Blitzer drew an audience chuckle in his response to Obama: "This is the kind of question that is sort of available for a yes or no answer. Either you support it or you oppose it."

He then polled the individuals on the stage, and when he arrived again at Obama, the Illinois senator responded, "Yes," adding: "I am going to be fighting for comprehensive immigration reform, and we shouldn't pose the question that, somehow, we can't achieve that. I believe that the American people desperately want it; that's what I'm going to be fighting for as president."

In her response, Clinton only gave a terse "No" when asked if she supports the driver's license plan.

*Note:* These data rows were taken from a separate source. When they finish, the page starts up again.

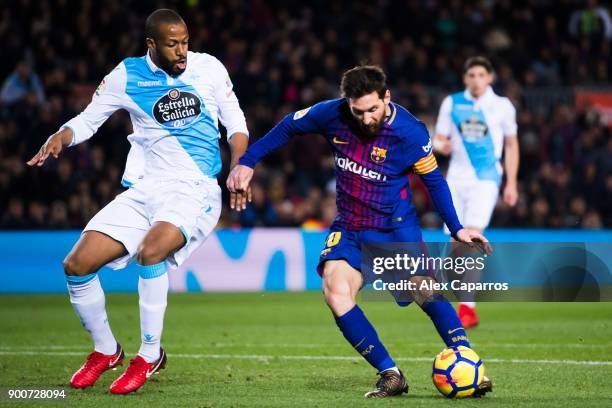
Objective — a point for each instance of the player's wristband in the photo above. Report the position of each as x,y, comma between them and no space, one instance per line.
246,160
455,230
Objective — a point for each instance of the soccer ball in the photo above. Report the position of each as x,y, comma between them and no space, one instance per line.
457,371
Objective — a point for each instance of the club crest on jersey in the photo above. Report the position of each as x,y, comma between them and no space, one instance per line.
378,155
177,109
101,87
473,129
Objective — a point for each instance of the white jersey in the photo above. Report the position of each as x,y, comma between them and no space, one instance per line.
175,119
477,129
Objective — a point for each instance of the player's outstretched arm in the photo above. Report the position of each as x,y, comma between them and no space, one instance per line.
239,195
53,146
474,239
511,164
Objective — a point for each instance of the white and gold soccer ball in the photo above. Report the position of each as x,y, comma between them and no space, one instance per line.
457,372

Following the debate, a statement on Clinton's Web site claimed it was her "best performance."

Similar self-assessment on candidate John Edwards' page called his "amazing."

Meanwhile, at least one Republican reacted by shaking his head.

"Tonight's debate showcased a Democratic Party more interested in playing politics than advancing the solutions necessary to meet the challenges facing our nation. ... The American people want straight answers from real leaders that aren't the result of two weeks of indecision and political strategizing," Kevin Madden, spokesman for GOP candidate Mitt Romney, said in a statement — also playing off the apparent Clinton flip-flop — adding that giving driver's licenses to illegal immigrants is wrong.